Impactos da transformação da ANPD em autarquia especial

No dia 13 de junho de 2022 foi publicada a Medida Provisória nº 1.124 editada pelo Presidente da República, que transformou a Autoridade Nacional de Proteção de Dados – ANPD em autarquia de natureza especial.

O texto original da Lei nº 13.709/18 (Lei Geral de Proteção de Dados – LGPD) trazia a configuração da ANPD como órgão integrante da Presidência da República. Tal previsão não foi vista com bons olhos pelos especialistas, pois limitava, e muito, a autonomia da principal autoridade brasileira de proteção de dados.

À vista disso, a decisão tomada através da Medida Provisória nº 1.124/22 foi muito bem recebida pelo corpo de juristas e demais operadores da LGPD, pois trouxe alívio a um antigo pleito da comunidade especialista.

Além do mais, trouxe à tona o questionamento a respeito da constitucionalidade da criação de uma nova autarquia mediante Medida Provisória.

Neste ponto, vale dizer que o Supremo Tribunal Federal já foi questionado em outra oportunidade quanto à possibilidade da criação de autarquia mediante MP.

Na ocasião, no julgamento da ADI 4029 em que se interpelava a criação do Instituto Chico Mendes – ICMBio, a Suprema Corte entendeu pela possibilidade de criação de nova autarquia mediante Medida Provisória, desde que estivessem presentes os requisitos da relevância e urgência.

No caso da ANPD, foram justificados os requisitos da relevância e urgência para a edição da MP em razão da necessidade de adoção de medidas de fortalecimento institucional, tendo em vista a criticidade do tema e o posicionamento do Brasil no cenário econômico mundial.

Assim, em tese, não nos parece que a transformação da ANPD em autarquia de regime especial implicou em qualquer afronta ao texto constitucional.

Além disso, a princípio, impende dizer que a transformação da Autoridade Nacional de Proteção de Dados traz fortalecimento à instituição, indo ao encontro dos ditames e princípios do direito fundamental à proteção de dados.
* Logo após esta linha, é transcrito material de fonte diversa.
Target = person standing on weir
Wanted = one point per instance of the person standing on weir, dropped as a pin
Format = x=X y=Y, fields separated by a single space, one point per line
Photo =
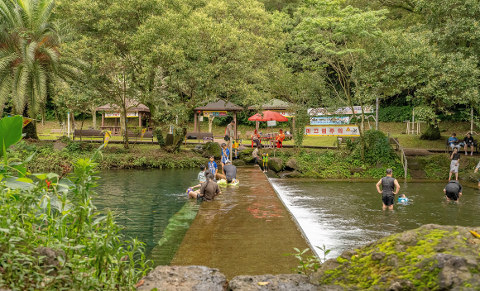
x=388 y=186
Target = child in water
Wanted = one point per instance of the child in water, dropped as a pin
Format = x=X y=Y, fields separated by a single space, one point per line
x=265 y=162
x=403 y=198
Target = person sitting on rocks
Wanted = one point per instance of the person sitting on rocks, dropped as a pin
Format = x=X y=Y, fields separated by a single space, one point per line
x=453 y=190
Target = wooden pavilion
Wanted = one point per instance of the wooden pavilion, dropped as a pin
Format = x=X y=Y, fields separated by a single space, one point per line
x=139 y=111
x=216 y=109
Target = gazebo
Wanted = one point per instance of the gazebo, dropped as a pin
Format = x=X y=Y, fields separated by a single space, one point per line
x=217 y=109
x=113 y=111
x=276 y=105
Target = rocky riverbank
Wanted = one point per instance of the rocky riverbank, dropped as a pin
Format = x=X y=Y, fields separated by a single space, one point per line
x=432 y=257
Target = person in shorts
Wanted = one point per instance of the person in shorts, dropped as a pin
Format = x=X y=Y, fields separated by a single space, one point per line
x=453 y=141
x=476 y=170
x=228 y=130
x=453 y=191
x=468 y=142
x=388 y=192
x=230 y=172
x=455 y=157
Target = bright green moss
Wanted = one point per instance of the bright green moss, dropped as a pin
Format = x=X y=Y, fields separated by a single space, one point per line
x=364 y=272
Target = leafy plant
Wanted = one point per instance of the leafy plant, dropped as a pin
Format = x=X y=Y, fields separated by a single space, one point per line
x=53 y=237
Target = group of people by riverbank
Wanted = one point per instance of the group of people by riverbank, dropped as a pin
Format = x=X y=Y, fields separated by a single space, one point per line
x=209 y=177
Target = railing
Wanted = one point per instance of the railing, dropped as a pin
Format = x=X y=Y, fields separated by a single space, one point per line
x=403 y=158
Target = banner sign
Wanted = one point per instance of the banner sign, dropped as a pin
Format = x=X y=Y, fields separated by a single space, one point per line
x=117 y=114
x=333 y=130
x=329 y=120
x=214 y=113
x=345 y=110
x=284 y=113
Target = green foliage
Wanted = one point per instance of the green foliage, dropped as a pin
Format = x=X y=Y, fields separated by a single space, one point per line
x=308 y=263
x=395 y=113
x=414 y=264
x=31 y=62
x=55 y=213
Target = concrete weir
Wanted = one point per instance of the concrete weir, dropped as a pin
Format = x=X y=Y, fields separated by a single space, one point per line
x=245 y=231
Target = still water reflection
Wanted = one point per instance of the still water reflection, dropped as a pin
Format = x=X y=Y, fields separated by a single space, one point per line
x=344 y=215
x=144 y=201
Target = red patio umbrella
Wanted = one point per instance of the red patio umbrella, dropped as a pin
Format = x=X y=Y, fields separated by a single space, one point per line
x=268 y=116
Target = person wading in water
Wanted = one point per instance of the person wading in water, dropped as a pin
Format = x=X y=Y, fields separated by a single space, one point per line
x=388 y=186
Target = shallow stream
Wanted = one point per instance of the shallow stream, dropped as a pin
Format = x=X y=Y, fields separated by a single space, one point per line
x=343 y=215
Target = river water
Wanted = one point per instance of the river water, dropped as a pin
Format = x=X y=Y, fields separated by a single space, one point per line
x=150 y=205
x=343 y=215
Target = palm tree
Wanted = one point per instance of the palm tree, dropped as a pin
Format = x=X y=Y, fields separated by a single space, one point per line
x=30 y=59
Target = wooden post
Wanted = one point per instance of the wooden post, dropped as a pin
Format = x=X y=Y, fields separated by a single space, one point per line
x=195 y=121
x=235 y=119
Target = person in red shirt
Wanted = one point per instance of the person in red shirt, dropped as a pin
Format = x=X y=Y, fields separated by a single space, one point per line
x=280 y=138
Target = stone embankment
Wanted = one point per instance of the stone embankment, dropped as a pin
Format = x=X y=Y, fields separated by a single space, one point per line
x=432 y=257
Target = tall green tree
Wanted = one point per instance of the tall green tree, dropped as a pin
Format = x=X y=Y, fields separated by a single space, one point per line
x=30 y=56
x=333 y=39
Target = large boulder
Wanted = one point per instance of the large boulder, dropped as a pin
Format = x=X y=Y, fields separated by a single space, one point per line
x=275 y=164
x=292 y=164
x=432 y=257
x=285 y=282
x=196 y=278
x=212 y=149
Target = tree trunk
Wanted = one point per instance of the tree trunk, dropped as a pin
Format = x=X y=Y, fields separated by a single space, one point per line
x=30 y=130
x=432 y=133
x=123 y=125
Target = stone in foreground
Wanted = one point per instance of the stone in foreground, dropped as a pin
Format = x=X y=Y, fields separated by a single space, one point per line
x=179 y=278
x=432 y=257
x=285 y=282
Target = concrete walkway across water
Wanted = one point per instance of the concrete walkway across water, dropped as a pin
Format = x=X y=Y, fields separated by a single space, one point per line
x=245 y=231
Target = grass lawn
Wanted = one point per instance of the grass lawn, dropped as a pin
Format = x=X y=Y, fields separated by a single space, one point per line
x=395 y=129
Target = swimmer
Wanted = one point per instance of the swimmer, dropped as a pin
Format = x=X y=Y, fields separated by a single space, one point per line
x=402 y=198
x=476 y=169
x=453 y=191
x=388 y=186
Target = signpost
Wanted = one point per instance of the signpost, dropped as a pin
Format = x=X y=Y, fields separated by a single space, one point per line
x=332 y=130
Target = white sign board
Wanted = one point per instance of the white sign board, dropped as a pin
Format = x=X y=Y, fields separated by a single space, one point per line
x=332 y=130
x=271 y=123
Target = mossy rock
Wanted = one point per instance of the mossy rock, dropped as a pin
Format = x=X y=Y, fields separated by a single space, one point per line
x=275 y=164
x=212 y=149
x=432 y=257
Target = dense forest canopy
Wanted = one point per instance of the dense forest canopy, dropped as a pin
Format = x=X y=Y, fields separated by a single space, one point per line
x=174 y=55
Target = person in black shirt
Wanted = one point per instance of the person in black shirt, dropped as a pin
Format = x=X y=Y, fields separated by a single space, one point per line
x=453 y=191
x=388 y=186
x=468 y=142
x=455 y=157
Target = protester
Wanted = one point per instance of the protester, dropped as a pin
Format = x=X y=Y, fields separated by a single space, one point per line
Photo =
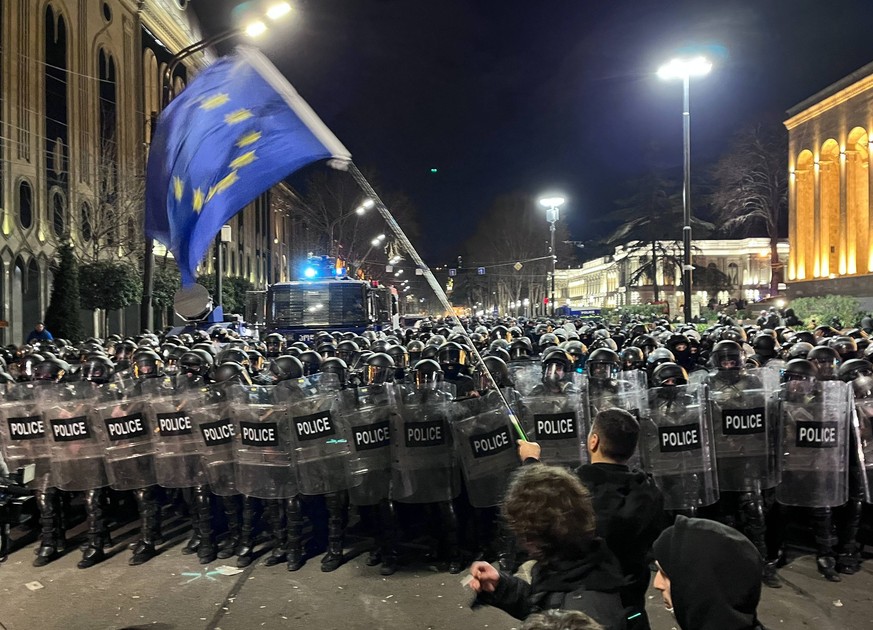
x=709 y=575
x=550 y=512
x=629 y=507
x=560 y=620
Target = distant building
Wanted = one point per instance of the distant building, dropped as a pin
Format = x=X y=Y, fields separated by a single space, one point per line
x=80 y=82
x=736 y=269
x=830 y=217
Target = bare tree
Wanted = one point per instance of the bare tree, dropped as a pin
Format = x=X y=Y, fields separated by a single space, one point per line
x=751 y=187
x=110 y=221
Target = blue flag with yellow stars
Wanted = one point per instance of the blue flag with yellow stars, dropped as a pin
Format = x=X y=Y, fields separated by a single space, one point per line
x=236 y=130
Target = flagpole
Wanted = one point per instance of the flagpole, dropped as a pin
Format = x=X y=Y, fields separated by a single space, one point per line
x=431 y=280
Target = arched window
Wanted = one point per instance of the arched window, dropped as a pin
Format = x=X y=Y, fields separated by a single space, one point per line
x=25 y=204
x=85 y=222
x=59 y=214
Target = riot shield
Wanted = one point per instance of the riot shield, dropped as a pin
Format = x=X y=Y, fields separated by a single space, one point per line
x=369 y=413
x=815 y=447
x=676 y=445
x=262 y=443
x=745 y=431
x=556 y=422
x=213 y=422
x=423 y=467
x=22 y=429
x=123 y=428
x=485 y=443
x=320 y=439
x=76 y=451
x=862 y=447
x=177 y=445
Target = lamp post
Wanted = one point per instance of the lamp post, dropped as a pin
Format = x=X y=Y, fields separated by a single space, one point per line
x=255 y=28
x=553 y=214
x=685 y=69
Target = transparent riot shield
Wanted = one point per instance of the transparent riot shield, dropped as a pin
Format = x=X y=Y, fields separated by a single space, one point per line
x=214 y=428
x=76 y=450
x=262 y=443
x=862 y=447
x=320 y=439
x=556 y=422
x=628 y=392
x=369 y=413
x=744 y=429
x=485 y=442
x=123 y=428
x=676 y=446
x=423 y=467
x=22 y=430
x=177 y=446
x=815 y=446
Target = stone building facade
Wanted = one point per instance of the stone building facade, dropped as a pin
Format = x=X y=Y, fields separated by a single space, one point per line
x=80 y=82
x=737 y=269
x=830 y=217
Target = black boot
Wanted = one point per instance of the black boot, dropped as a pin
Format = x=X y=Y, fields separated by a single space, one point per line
x=825 y=539
x=246 y=547
x=275 y=513
x=206 y=552
x=98 y=533
x=769 y=576
x=144 y=549
x=827 y=566
x=334 y=558
x=50 y=546
x=294 y=533
x=5 y=529
x=227 y=547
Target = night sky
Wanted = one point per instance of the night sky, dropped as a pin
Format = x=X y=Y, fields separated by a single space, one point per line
x=551 y=95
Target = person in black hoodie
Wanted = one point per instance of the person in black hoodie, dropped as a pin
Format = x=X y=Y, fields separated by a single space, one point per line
x=550 y=512
x=709 y=575
x=628 y=506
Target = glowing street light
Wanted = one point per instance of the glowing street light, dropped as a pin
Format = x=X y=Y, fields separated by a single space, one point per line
x=279 y=10
x=685 y=69
x=553 y=214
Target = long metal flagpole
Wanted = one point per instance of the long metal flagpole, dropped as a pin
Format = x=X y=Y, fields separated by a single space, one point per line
x=432 y=281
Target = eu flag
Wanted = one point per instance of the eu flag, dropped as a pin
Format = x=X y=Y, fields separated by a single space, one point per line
x=236 y=130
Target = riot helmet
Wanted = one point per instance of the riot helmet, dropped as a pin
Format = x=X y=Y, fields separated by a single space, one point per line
x=379 y=369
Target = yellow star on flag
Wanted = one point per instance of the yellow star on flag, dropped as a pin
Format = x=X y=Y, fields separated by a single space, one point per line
x=249 y=138
x=198 y=200
x=237 y=116
x=222 y=185
x=244 y=160
x=214 y=101
x=178 y=188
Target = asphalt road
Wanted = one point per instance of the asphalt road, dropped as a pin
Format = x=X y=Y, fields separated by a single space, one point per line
x=173 y=591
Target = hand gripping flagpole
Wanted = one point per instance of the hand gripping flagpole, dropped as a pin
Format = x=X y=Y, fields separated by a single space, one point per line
x=432 y=281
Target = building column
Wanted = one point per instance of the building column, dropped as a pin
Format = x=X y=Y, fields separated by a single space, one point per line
x=816 y=222
x=792 y=224
x=844 y=219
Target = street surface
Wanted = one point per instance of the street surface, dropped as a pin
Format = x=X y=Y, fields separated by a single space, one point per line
x=173 y=591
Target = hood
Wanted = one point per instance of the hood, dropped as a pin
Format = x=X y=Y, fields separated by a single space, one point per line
x=715 y=575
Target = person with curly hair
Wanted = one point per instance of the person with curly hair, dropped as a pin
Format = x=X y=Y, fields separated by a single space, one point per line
x=550 y=513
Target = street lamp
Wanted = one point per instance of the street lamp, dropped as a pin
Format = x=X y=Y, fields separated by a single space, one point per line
x=553 y=214
x=685 y=69
x=275 y=12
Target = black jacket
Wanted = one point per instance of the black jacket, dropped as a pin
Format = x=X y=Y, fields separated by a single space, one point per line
x=629 y=509
x=589 y=582
x=715 y=575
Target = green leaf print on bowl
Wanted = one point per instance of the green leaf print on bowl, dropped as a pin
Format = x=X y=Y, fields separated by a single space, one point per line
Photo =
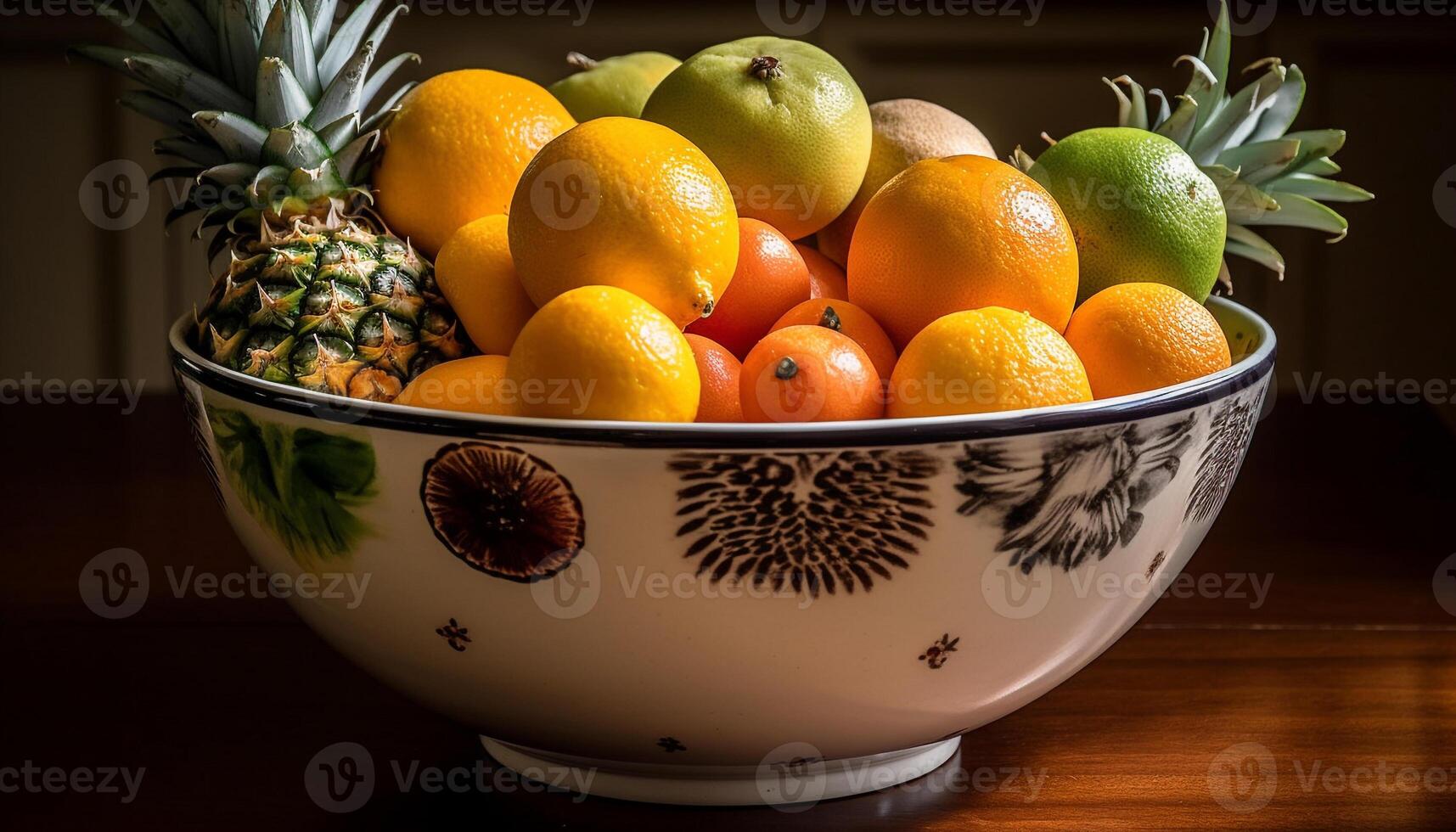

Esta autonomia se dá em razão justamente da própria concepção de Autarquia, visto ser pessoa jurídica de direito público, criada por lei de sua entidade federativa matriz, com objetivos administrativos pré-estabelecidos, dotada de autonomia institucional, administrativa e orçamentária/financeira.

Assim, toda autarquia tem autonomia administrativa, ou seja, ela mesma assina seus atos, contratos e determina como será sua organização interna e orçamentária.

Ademais, as autarquias, por serem pessoas jurídicas de direito público, podem receber delegações típicas do estado. Significa dizer que as autarquias podem exercer o chamado poder de polícia, que consiste na atividade estatal de intervenção no exercício das atividades individuais suscetíveis de periclitar interesses gerais.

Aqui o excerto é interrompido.